Yes, you can match all of these with such an expression:

/^[0-9]*\.?[0-9]+$/

Note, it also doesn't match the empty string (your last condition).

Nice answer by huon (and a bit of brain-twister to follow it along to the end). For anyone looking for a quick and simple answer to the title of this question, 'In a regular expression, match one thing or another, or both', it's worth mentioning that even (A|B|AB) can be simplified to:

A|A?B

Handy if B is a bit more complex.

Now, as c0d3rman's observed, this, in itself, will never match AB. It will only match A and B. (A|B|AB has the same issue.) What I left out was the all-important context of the original question, where the start and end of the string are also being matched.
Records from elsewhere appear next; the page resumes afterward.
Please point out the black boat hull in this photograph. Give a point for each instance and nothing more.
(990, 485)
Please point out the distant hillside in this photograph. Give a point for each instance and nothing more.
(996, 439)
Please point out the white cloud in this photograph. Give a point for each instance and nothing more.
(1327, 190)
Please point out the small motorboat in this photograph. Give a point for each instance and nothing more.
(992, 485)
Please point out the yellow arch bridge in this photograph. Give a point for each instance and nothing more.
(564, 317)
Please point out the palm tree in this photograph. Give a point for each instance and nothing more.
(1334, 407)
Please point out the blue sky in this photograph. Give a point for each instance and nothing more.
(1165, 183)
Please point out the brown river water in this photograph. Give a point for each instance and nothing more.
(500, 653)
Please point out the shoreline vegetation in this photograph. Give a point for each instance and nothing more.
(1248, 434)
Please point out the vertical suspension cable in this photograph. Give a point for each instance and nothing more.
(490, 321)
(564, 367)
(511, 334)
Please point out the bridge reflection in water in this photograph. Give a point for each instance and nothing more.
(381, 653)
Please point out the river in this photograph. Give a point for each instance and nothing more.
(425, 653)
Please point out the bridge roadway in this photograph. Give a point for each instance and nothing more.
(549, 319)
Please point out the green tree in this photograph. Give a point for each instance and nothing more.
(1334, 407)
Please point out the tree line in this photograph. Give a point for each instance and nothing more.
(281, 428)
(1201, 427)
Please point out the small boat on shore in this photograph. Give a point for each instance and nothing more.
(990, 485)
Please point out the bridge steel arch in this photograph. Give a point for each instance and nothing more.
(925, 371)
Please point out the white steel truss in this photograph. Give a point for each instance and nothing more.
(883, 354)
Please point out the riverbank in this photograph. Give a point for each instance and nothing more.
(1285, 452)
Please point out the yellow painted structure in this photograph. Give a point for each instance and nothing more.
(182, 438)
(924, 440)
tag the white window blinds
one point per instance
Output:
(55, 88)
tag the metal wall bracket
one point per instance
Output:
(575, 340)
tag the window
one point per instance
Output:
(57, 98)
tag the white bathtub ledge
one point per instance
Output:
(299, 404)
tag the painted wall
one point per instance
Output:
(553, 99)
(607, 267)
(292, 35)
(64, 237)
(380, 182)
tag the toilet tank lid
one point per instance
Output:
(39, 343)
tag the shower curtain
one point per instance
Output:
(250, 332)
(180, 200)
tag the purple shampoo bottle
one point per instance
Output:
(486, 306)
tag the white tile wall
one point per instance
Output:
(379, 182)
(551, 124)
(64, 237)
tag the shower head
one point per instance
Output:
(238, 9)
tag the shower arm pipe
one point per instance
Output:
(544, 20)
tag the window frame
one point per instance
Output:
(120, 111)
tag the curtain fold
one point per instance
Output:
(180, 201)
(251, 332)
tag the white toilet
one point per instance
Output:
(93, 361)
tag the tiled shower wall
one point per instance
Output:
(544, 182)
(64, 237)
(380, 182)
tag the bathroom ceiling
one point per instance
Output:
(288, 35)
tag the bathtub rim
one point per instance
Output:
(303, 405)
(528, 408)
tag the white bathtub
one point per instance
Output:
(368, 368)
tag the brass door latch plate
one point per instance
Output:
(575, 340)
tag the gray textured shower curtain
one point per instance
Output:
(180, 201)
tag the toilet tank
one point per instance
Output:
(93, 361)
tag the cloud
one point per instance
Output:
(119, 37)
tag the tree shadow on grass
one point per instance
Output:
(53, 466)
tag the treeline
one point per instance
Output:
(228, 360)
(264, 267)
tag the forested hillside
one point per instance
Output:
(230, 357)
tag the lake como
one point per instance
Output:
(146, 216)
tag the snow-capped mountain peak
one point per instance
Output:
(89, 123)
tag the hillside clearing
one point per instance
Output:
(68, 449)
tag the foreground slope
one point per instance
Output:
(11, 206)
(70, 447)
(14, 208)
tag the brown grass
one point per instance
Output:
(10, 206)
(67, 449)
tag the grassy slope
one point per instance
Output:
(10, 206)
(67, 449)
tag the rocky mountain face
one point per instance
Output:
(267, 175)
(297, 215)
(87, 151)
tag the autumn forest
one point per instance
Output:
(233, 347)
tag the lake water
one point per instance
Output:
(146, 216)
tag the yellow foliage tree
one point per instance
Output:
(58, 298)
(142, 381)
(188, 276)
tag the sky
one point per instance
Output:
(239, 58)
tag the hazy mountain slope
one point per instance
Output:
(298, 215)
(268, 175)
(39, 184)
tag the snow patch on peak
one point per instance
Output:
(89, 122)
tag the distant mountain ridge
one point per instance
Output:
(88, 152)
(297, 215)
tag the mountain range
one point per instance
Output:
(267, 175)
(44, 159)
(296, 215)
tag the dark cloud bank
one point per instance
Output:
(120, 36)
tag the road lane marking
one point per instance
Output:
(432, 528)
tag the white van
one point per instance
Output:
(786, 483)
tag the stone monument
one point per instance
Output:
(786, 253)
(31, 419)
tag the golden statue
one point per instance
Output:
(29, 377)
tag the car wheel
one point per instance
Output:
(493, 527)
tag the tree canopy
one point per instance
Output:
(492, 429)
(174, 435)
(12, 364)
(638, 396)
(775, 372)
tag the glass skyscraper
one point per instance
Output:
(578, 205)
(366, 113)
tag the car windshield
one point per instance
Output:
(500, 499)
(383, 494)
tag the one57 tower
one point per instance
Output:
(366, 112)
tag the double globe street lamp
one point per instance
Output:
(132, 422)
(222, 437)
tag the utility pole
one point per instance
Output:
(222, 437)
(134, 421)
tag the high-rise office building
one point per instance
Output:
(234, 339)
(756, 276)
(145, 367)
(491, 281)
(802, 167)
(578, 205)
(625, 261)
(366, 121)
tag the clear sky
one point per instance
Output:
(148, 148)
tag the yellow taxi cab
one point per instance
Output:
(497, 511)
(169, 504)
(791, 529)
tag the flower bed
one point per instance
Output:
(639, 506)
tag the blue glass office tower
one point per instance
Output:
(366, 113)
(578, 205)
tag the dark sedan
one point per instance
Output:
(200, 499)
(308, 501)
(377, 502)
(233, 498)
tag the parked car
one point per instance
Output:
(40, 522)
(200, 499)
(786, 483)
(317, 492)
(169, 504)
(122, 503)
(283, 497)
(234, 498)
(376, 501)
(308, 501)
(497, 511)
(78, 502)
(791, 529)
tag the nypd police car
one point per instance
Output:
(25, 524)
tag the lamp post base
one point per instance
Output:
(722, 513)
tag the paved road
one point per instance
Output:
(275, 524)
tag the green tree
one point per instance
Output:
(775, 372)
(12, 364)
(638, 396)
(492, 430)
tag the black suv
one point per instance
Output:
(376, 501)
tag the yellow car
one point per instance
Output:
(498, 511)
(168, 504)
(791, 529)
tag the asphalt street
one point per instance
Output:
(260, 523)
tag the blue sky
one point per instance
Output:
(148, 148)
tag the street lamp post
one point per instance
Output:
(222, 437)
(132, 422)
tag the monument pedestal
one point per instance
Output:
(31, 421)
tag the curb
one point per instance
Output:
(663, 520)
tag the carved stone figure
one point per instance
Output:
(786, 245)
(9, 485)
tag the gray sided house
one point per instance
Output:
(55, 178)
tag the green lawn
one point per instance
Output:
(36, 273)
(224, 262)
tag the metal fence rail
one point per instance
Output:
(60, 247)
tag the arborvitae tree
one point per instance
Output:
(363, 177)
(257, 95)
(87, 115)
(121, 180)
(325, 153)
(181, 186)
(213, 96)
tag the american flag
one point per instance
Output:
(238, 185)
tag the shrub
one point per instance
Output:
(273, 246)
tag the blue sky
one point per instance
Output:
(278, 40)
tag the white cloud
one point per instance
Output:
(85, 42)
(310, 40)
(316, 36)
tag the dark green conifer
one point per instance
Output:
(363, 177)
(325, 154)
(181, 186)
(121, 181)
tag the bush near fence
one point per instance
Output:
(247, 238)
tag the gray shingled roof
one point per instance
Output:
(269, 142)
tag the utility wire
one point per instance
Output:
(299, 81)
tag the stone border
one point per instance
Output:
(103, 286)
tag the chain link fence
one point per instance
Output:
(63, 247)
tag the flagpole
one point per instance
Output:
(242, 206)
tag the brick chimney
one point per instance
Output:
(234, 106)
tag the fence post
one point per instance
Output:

Here it is, written out fully:

^(A|A?B)$

Better still, just switch the order as c0d3rman recommended, and you can use it anywhere:

A?B|A

Sure. You want the optional quantifier, ?.

/^(?=.)([0-9]+)?(\.[0-9]+)?$/

The above is slightly awkward-looking, but I wanted to show you your exact pattern with some ?s thrown in. In this version, (?=.) makes sure it doesn't accept an empty string, since I've made both clauses optional. A simpler version would be this:

/^\d*\.?\d+$/

This satisfies your requirements, including preventing an empty string.

Note that there are many ways to express this. Some are long and some are very terse, but they become more complex depending on what you're trying to allow/disallow.

Edit:

If you want to match this inside a larger string, I recommend splitting on and testing the results with /^\d*\.?\d+$/. Otherwise, you'll risk either matching stuff like aaa.123.456.bbb or missing matches (trust me, you will. JavaScript's lack of lookbehind support ensures that it will be possible to break any pattern I can think of).

If you know for a fact that you won't get strings like the above, you can use word breaks instead of ^$ anchors, but it will get complicated because there's no word break between . and (a space).

/(\b\d+|\B\.)?\d*\b/g

That ought to do it. It will block stuff like aaa123.456bbb, but it will allow 123, 456, or 123.456. It will allow aaa.123.456.bbb, but as I've said, you'll need two steps if you want to comprehensively handle that.

Edit 2: Your use case

If you want to allow whitespace at the beginning, negative/positive marks, and words at the end, those are actually fairly strict rules. That's a good thing. You can just add them on to the simplest pattern above:

/^\s*[-+]?\d*\.?\d+[a-z_\s]*$/i

Allowing thousands groups complicates things greatly, and I suggest you take a look at the answer I linked to. Here's the resulting pattern:

/^\s*[-+]?(\d+|\d{1,3}(,\d{3})*)?(\.\d+)?\b(\s[a-z_\s]*)?$/i

The \b ensures that the numeric part ends with a digit, and is followed by at least one whitespace.